The inquiry covers workers at Sellafield who died between November 1962 and August 1991, and was extended to include former employees at other UK nuclear facilities, including Harwell, Dounreay, and the Atomic Weapons Establishment at Aldermaston.
Nicholas Lewis, occupational health physician and custodian of 30 000 records at Aldermaston, was concerned that disclosure might breach his duty of confidentiality to the dead patients and the health professionals whom they had consulted. He was willing to disclose the records to the inquiry but sought the courts approval.
There is no binding legal authority for the proposition that the duty of confidentiality survives the patients death, the judge said. It was unnecessary for him to decide the matter definitively because the court has the power to order disclosure regardless of whether confidentiality survives death, if such disclosure is in the public interest.

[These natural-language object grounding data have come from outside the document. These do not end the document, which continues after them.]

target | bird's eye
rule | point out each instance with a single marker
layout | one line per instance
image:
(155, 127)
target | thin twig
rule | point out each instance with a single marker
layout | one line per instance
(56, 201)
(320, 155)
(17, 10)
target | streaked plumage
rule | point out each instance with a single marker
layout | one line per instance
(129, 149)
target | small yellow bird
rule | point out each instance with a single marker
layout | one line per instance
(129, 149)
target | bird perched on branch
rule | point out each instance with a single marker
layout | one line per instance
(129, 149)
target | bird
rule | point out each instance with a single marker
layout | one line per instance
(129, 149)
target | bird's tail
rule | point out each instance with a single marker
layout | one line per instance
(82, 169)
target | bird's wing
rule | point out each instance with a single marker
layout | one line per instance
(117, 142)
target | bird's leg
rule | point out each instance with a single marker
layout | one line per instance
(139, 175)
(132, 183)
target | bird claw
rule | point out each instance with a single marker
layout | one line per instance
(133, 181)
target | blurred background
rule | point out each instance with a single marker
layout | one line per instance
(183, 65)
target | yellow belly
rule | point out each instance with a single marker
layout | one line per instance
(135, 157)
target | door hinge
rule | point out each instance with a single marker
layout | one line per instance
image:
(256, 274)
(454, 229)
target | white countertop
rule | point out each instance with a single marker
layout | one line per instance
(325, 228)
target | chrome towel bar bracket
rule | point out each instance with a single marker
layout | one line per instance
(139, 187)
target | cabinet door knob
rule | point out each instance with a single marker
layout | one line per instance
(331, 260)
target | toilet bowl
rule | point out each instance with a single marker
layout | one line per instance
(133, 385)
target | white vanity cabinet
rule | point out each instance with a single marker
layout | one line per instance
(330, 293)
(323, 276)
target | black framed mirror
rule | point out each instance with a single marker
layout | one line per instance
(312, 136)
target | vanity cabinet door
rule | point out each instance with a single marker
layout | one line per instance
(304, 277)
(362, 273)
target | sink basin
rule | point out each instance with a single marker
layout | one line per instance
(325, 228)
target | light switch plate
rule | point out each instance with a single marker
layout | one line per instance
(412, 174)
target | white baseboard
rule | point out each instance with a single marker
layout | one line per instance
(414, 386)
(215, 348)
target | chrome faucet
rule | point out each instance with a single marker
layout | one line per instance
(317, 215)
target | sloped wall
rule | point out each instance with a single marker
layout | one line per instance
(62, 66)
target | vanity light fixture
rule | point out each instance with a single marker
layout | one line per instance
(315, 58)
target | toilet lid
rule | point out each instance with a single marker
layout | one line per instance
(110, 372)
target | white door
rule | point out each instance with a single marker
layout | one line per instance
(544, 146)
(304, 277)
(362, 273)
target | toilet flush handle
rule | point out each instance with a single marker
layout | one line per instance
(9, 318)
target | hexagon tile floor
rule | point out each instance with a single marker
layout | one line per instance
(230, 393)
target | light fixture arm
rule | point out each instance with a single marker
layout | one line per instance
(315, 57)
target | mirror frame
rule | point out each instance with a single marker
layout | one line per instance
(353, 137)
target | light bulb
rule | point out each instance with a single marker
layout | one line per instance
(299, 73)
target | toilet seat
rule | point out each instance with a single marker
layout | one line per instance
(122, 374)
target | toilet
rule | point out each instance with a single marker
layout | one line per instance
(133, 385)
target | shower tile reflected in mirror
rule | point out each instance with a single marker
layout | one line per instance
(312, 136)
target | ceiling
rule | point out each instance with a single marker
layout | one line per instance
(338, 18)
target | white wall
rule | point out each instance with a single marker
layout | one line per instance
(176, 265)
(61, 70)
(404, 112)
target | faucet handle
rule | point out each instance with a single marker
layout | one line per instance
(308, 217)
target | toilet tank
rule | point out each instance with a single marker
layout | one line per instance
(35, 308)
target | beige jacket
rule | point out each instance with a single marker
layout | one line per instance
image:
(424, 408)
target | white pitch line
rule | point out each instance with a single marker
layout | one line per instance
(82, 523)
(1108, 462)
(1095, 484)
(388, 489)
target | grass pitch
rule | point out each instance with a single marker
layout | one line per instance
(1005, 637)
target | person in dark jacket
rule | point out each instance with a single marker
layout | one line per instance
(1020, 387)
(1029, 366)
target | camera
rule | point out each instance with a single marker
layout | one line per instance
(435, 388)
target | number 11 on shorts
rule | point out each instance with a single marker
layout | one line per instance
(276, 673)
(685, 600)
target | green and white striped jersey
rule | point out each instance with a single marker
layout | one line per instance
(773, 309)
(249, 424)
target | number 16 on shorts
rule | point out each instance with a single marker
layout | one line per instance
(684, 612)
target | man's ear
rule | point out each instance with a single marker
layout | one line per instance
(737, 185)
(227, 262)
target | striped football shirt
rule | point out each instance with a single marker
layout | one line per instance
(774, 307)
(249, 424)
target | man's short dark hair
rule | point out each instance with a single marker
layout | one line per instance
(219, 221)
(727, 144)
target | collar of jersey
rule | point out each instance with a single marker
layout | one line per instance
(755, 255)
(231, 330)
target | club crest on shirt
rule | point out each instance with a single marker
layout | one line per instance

Concerns had been expressed that if the right to confidentiality died with a patient "a doctor who treated a celebrity suffering from AIDS during his final illness" would be free to sell intimate details to a newspaper once the patient died, the judge said.
After reviewing the Hippocratic oath, guidance from the General Medical Council, and the views of medical authorities in other countries, he concluded that there were "strong pointers" towards the acceptance of the proposition that a doctors duty of confidentiality survives, "or is at least capable of surviving," a patients death.
However, he had "not the slightest doubt" that this was a case in which the public interest in disclosing the material outweighed the interest in maintaining confidentiality, provided proper safeguards were put in place.
"There is plainly a public interest . . . in determining what happened and why in connection with the very difficult and sensitive issues that arise from these matters," he added.
"Those families that know broadly what happened are entitled to fuller answers to the questions raised if they wish to have them, and there is a wider public interest in maintaining confidence in the NHS and the nuclear industry."
He said that confidence might be fortified "either by the results of the investigation of the inquiry or by the recommendations of the inquiry if past practices are found to have been wanting and improvements are suggested."